SIAM Journal on Control and Optimization, Vol.50, No.1, 306-333, 2012
MEAN SQUARE PERFORMANCE OF CONSENSUS-BASED DISTRIBUTED ESTIMATION OVER REGULAR GEOMETRIC GRAPHS
Average-consensus algorithms allow one to compute the average of some agents' data in a distributed way, and they are used as a basic building block in many algorithms for distributed estimation, load balancing, formation, and distributed control. Traditional analysis of such algorithms studies, for a given communication graph, the convergence rate (second largest eigenvalue of the transition matrix) and predicts that, for many graph families, performance degrades when the number of agents grows, because of the longer time required to spread information. However, in estimation problems, a growing number of sensor nodes improves the quality of the estimate. To understand whether such an improvement is possible also with distributed algorithms, it is important to specify a suitable performance metric, depending on the specific estimation problem in which the consensus algorithm is used, and to study how performance scales when both the number of iterations and the number of agents grow to infinity. Here, we propose a simple example of a distributed estimation problem solved by average-consensus, and a performance index naturally arising in this context (mean square estimation error, MSE).
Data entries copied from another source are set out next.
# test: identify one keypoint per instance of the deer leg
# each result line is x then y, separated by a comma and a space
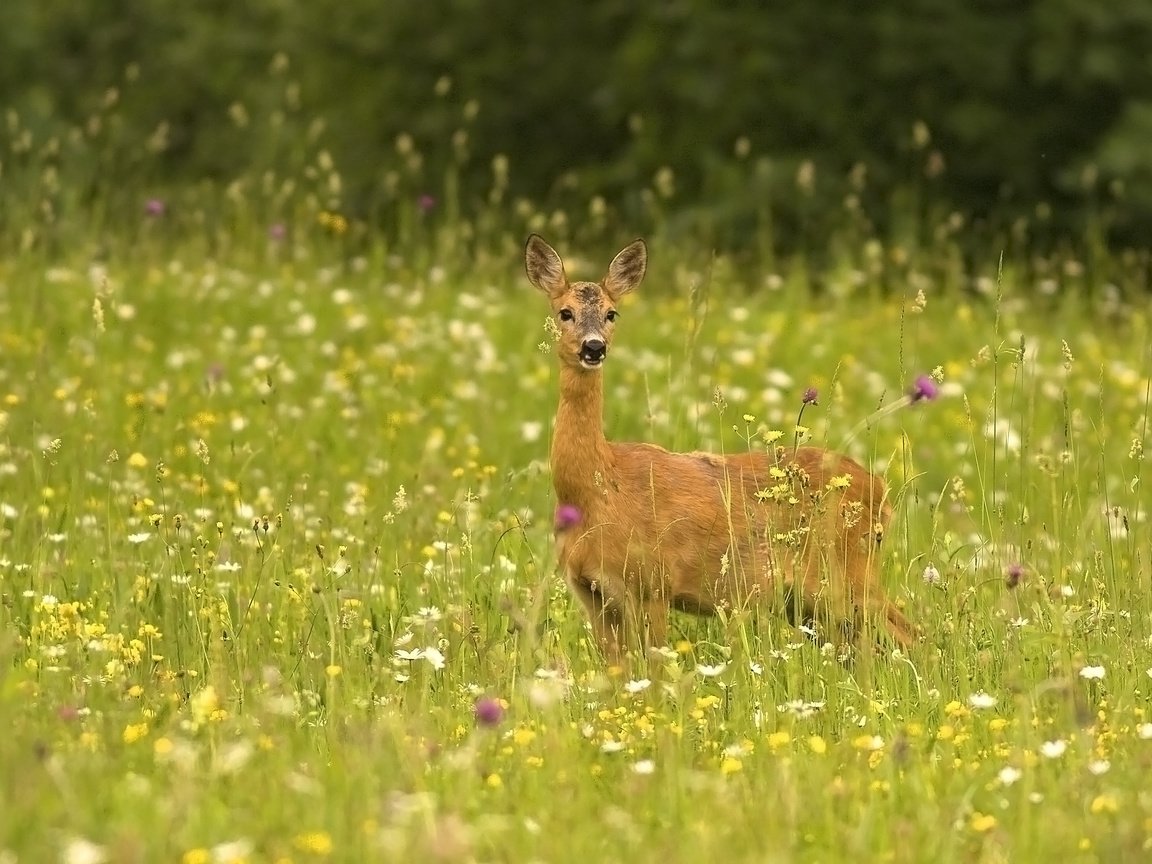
605, 615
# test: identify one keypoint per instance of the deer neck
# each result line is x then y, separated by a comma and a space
581, 457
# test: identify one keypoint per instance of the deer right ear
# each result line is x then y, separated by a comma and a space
627, 270
544, 267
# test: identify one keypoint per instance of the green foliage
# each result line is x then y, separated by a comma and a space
274, 515
987, 108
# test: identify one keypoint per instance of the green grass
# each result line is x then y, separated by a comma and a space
239, 476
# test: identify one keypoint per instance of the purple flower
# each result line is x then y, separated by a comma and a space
1014, 575
487, 711
924, 389
567, 516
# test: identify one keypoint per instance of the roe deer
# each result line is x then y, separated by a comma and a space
695, 531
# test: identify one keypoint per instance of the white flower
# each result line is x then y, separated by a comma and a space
711, 672
1009, 775
434, 657
84, 851
982, 700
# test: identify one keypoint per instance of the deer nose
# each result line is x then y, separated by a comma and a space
593, 350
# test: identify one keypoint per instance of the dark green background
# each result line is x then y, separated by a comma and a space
1027, 103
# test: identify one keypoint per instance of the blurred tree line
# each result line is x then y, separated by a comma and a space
709, 111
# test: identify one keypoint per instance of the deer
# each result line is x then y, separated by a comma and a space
642, 530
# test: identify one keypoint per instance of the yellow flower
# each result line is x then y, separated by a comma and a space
778, 740
135, 732
730, 765
317, 842
1104, 804
982, 823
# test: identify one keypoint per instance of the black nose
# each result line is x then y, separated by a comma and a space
593, 350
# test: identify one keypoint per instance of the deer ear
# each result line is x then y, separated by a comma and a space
627, 270
544, 267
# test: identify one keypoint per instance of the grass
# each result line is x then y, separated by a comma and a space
278, 581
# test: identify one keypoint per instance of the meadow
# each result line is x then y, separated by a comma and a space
277, 555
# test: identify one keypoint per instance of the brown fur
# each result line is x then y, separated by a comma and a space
692, 530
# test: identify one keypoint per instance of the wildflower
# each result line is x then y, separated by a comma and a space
1009, 775
711, 672
567, 516
318, 842
982, 823
80, 850
923, 389
1014, 574
487, 711
980, 700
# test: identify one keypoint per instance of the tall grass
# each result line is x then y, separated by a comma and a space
275, 542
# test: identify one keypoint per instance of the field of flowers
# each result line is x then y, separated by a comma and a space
277, 577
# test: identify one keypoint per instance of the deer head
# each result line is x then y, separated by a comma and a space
585, 312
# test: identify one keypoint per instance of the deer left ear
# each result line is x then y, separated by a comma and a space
544, 267
627, 270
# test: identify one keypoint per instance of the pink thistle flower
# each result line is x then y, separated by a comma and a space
487, 711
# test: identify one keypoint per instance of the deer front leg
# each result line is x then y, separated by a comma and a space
604, 614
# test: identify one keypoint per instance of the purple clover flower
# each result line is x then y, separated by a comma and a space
1014, 575
487, 711
924, 389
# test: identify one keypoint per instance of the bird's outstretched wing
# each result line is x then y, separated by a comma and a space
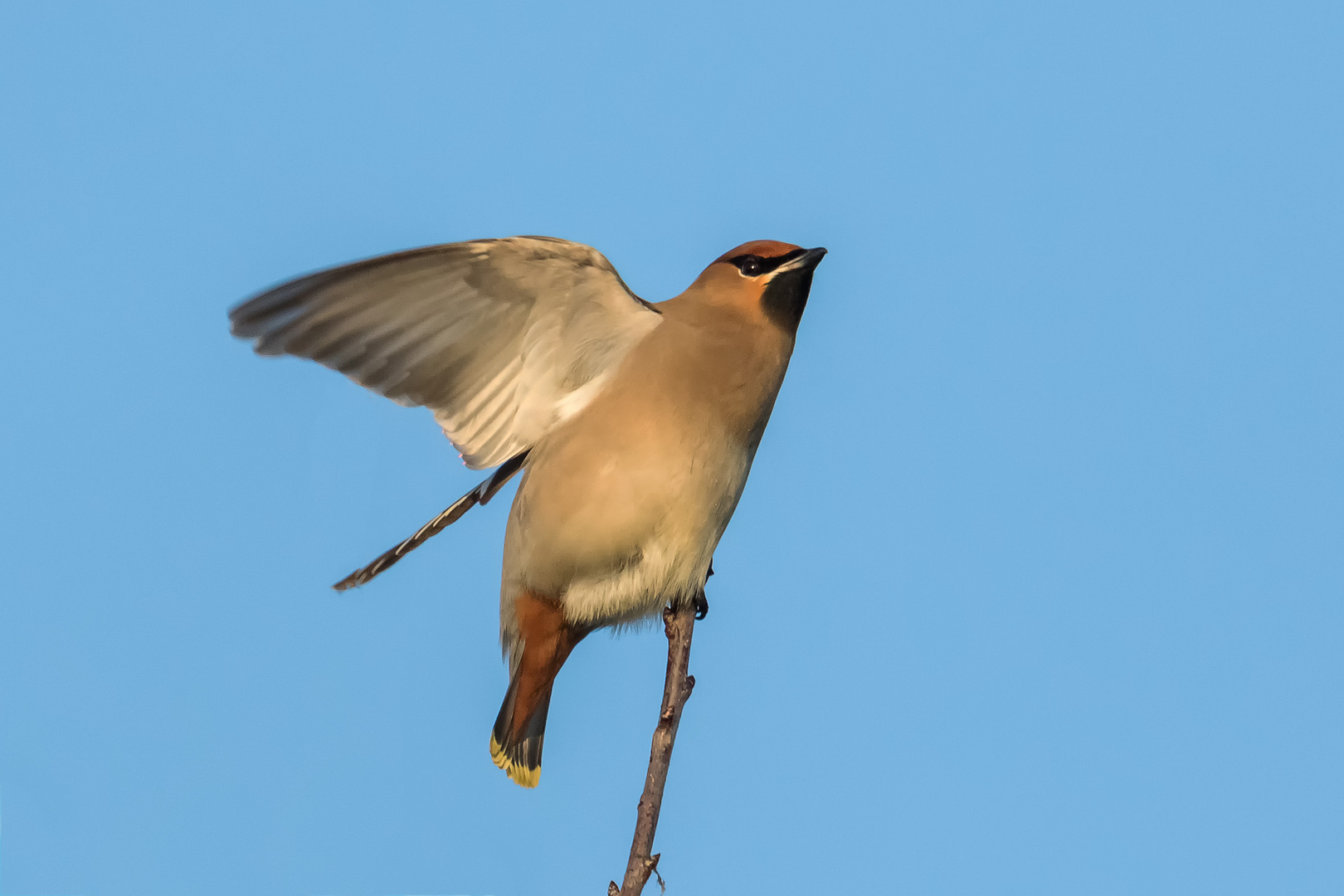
502, 338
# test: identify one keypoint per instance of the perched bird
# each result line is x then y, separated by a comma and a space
635, 423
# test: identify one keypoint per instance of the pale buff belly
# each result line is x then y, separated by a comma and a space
616, 531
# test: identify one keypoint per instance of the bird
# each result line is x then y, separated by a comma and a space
633, 423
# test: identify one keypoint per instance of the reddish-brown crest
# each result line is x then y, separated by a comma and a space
762, 247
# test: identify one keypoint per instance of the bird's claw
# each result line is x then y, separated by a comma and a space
700, 603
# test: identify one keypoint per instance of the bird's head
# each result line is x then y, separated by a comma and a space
763, 277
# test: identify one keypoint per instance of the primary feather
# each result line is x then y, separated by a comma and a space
502, 338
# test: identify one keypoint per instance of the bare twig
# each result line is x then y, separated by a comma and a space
679, 622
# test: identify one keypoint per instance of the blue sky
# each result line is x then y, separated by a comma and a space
1035, 589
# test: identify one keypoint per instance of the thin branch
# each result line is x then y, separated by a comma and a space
679, 624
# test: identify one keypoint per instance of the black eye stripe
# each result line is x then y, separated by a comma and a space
763, 265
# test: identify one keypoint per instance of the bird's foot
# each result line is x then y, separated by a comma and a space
700, 603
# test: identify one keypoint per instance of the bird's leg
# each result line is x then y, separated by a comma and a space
700, 603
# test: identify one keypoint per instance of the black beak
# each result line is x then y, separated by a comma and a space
786, 293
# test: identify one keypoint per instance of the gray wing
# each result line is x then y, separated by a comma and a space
502, 338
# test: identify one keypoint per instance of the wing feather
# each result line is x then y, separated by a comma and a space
502, 338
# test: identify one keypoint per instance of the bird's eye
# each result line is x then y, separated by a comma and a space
750, 265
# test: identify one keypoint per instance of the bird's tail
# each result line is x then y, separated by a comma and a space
548, 641
516, 748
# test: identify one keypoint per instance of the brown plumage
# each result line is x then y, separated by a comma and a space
635, 425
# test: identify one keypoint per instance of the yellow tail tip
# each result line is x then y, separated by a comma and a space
519, 774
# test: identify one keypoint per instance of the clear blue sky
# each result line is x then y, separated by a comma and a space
1035, 589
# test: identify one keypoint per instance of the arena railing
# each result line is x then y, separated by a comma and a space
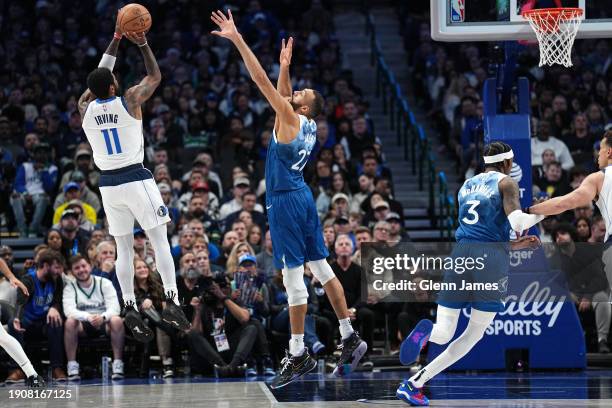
411, 136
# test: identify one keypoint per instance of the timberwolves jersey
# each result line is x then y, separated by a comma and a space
115, 136
481, 211
42, 298
285, 162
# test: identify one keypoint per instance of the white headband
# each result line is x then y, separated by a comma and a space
499, 157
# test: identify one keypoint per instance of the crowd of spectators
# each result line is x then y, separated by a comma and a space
570, 110
206, 132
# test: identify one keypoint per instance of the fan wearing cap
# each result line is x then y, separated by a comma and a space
85, 194
294, 223
113, 125
83, 163
35, 182
489, 209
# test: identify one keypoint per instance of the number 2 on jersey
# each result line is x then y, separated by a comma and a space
109, 144
299, 166
472, 211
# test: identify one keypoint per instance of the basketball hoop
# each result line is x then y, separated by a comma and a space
556, 29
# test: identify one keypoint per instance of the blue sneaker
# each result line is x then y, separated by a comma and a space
416, 340
411, 394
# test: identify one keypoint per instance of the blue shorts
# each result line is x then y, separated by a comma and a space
295, 229
496, 261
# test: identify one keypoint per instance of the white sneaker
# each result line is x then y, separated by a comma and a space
117, 370
73, 371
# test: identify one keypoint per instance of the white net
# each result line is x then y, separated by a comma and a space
556, 30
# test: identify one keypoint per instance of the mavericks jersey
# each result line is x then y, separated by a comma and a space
115, 136
285, 162
481, 211
604, 201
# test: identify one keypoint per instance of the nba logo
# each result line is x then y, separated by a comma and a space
457, 11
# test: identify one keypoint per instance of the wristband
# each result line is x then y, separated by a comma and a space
107, 61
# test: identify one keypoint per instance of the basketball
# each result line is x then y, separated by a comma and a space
134, 17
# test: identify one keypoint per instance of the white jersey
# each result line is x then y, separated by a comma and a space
115, 136
604, 202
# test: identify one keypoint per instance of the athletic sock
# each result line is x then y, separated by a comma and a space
296, 345
346, 329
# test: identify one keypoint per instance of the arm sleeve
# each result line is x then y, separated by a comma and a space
110, 297
70, 308
519, 221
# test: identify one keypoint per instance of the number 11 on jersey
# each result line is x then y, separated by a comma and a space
109, 144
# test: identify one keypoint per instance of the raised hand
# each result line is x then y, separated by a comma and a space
286, 51
227, 28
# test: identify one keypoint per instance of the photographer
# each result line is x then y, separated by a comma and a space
220, 331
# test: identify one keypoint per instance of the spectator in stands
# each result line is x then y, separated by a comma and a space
232, 265
217, 316
598, 229
366, 187
92, 310
34, 185
543, 140
78, 190
265, 260
74, 238
396, 229
38, 315
106, 255
586, 278
150, 300
230, 238
583, 229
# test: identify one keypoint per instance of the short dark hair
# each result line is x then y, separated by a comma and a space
317, 105
49, 256
75, 259
99, 81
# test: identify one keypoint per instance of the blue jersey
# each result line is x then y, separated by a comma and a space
40, 301
481, 211
285, 162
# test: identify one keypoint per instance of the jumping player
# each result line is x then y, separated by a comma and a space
113, 126
595, 187
10, 344
294, 223
489, 208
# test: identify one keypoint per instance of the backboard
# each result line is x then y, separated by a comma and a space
500, 20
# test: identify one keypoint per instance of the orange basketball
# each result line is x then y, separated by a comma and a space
135, 18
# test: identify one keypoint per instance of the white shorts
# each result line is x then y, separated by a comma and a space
138, 200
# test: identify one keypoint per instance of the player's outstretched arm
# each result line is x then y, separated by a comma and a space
282, 107
139, 94
519, 221
580, 197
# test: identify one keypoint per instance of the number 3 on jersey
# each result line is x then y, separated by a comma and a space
109, 144
472, 212
299, 166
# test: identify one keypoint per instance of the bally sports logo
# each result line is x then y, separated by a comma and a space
534, 301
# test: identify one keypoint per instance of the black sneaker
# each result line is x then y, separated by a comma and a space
35, 381
173, 314
133, 321
292, 368
353, 350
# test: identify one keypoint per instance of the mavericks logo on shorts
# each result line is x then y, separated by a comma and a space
162, 211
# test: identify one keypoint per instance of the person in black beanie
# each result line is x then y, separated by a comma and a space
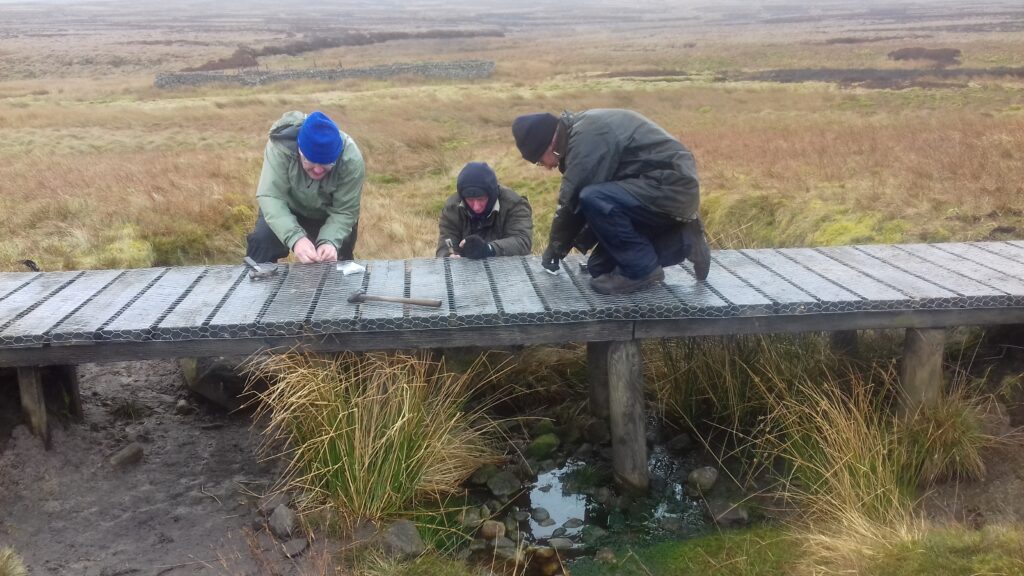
626, 182
483, 218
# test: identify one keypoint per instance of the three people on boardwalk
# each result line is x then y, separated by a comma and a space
630, 196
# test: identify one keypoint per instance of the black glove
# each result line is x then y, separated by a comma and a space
550, 258
476, 248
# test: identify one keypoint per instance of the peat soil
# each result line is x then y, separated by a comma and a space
188, 506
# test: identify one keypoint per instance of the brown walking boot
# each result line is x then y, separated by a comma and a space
693, 235
615, 283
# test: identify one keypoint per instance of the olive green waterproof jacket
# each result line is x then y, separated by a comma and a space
509, 228
285, 190
621, 146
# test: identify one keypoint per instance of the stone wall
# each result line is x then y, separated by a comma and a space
456, 70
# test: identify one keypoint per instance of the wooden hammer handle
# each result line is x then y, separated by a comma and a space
400, 300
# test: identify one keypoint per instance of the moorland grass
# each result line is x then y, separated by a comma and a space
10, 564
372, 436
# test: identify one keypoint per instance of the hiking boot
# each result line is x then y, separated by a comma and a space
615, 283
699, 254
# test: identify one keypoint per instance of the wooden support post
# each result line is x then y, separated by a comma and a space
629, 443
33, 402
597, 376
922, 371
844, 342
67, 376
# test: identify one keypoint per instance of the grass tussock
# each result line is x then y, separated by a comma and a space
843, 454
10, 564
373, 435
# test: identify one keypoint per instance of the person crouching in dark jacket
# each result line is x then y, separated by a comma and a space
483, 218
628, 182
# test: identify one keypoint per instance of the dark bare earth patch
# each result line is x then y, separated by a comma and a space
879, 78
941, 56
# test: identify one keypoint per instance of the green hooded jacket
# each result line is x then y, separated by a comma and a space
621, 146
509, 228
285, 190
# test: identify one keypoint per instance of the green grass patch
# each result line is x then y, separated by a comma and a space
374, 436
955, 551
761, 551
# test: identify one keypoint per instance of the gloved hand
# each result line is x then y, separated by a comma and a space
474, 247
550, 258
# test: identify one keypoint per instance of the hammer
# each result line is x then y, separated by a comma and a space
361, 296
257, 272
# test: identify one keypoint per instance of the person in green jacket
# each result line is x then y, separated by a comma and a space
308, 192
626, 181
483, 218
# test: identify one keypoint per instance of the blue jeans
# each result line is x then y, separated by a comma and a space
630, 236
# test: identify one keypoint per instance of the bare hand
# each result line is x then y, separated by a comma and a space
327, 252
305, 251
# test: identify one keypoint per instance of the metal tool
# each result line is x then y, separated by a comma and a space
361, 296
257, 272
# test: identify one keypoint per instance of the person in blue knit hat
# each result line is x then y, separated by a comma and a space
483, 218
308, 193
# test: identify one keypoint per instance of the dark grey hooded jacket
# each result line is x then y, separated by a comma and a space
621, 146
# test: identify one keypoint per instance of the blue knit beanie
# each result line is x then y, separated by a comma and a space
320, 139
534, 133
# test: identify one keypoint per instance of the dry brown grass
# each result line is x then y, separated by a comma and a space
97, 168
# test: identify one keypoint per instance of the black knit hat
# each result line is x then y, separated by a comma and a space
478, 180
534, 133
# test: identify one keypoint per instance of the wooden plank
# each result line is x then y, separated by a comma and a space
734, 290
938, 276
597, 378
922, 369
471, 288
967, 268
763, 280
293, 302
245, 303
427, 280
825, 322
844, 276
135, 322
387, 278
807, 280
82, 325
910, 285
204, 297
696, 298
983, 257
33, 402
33, 326
12, 281
333, 312
557, 291
655, 301
32, 295
626, 403
498, 335
515, 289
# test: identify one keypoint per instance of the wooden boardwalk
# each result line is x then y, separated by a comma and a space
68, 318
71, 317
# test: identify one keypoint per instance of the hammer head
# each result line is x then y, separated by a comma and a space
257, 272
357, 296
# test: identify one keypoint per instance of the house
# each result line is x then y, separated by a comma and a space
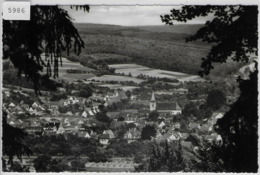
132, 135
110, 133
103, 139
69, 113
172, 108
84, 114
61, 129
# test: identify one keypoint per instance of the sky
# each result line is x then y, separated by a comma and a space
126, 15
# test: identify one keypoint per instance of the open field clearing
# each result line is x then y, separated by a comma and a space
67, 65
118, 86
136, 70
116, 78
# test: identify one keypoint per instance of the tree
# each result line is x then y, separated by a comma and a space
233, 30
239, 127
102, 117
13, 139
50, 31
216, 99
191, 109
148, 132
168, 158
153, 116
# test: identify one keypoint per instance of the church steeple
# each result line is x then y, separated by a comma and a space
152, 103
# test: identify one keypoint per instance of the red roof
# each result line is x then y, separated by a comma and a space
168, 106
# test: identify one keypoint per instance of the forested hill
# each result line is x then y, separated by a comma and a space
161, 47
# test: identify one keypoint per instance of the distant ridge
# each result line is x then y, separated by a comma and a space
188, 29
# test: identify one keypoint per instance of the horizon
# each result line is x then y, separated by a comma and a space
128, 15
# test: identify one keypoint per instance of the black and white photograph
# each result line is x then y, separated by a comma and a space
131, 88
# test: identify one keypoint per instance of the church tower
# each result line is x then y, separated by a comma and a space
152, 103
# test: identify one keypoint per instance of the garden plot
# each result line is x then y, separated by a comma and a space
136, 70
116, 78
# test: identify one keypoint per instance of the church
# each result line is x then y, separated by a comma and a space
171, 108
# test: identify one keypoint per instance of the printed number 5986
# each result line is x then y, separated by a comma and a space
16, 10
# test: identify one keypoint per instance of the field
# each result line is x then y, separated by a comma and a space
70, 77
136, 70
116, 78
118, 86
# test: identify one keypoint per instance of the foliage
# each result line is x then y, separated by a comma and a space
148, 132
57, 97
45, 163
50, 31
13, 141
208, 158
191, 110
232, 31
168, 158
239, 127
216, 99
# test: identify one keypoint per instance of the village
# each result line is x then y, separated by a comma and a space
111, 117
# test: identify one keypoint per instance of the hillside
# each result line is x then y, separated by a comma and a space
161, 47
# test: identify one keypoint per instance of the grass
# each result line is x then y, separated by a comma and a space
136, 70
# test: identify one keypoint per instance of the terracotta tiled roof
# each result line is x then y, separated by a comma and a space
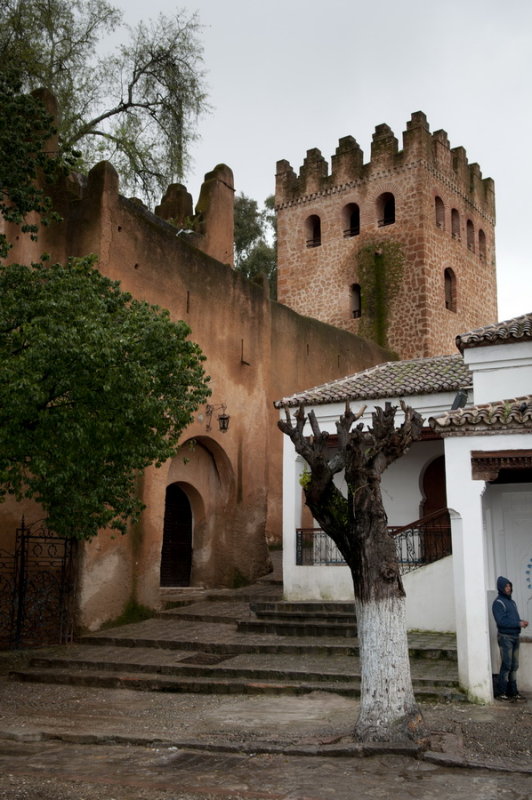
500, 332
392, 379
503, 415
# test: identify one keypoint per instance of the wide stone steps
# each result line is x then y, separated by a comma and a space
233, 647
151, 669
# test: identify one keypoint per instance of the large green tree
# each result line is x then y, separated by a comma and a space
94, 387
137, 107
255, 240
26, 130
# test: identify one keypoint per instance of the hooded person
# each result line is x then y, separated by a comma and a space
509, 626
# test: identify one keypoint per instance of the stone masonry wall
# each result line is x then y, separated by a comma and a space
316, 279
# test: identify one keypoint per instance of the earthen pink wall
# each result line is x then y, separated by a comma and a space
257, 351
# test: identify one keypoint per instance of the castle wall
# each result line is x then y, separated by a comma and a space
448, 279
257, 351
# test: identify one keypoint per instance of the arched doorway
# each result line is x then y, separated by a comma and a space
437, 536
176, 554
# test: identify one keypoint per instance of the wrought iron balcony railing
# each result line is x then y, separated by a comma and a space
421, 542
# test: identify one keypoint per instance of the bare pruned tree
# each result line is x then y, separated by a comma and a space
358, 526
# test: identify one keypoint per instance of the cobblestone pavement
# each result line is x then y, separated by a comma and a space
80, 742
57, 771
76, 743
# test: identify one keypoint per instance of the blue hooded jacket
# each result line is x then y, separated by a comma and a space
505, 610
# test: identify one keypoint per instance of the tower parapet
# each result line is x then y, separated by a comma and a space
425, 201
419, 145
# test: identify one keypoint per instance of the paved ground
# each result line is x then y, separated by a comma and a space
78, 742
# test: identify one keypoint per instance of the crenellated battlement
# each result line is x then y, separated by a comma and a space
420, 148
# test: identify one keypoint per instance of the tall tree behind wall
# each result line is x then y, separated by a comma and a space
256, 241
137, 107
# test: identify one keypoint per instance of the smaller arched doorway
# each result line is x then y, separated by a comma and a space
176, 554
437, 536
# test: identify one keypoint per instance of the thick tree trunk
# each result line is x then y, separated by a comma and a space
388, 709
358, 526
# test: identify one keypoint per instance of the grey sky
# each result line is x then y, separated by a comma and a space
288, 75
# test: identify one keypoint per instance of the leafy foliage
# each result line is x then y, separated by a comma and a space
25, 132
254, 256
94, 387
380, 269
137, 107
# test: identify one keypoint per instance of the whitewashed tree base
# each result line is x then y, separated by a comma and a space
388, 709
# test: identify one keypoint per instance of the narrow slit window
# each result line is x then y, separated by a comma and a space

To understand the performance limitations of sensor networks with limited-range communications, we consider graphs describing local interactions. We give analytic results for some families of such graphs whose symmetries allow the use of suitable mathematical tools. However, simulations indicate that a similar behavior occurs also for random geometric graphs. This suggests that the performance limitations of regular lattices are mainly due to the geometrically local interactions and not to the symmetries.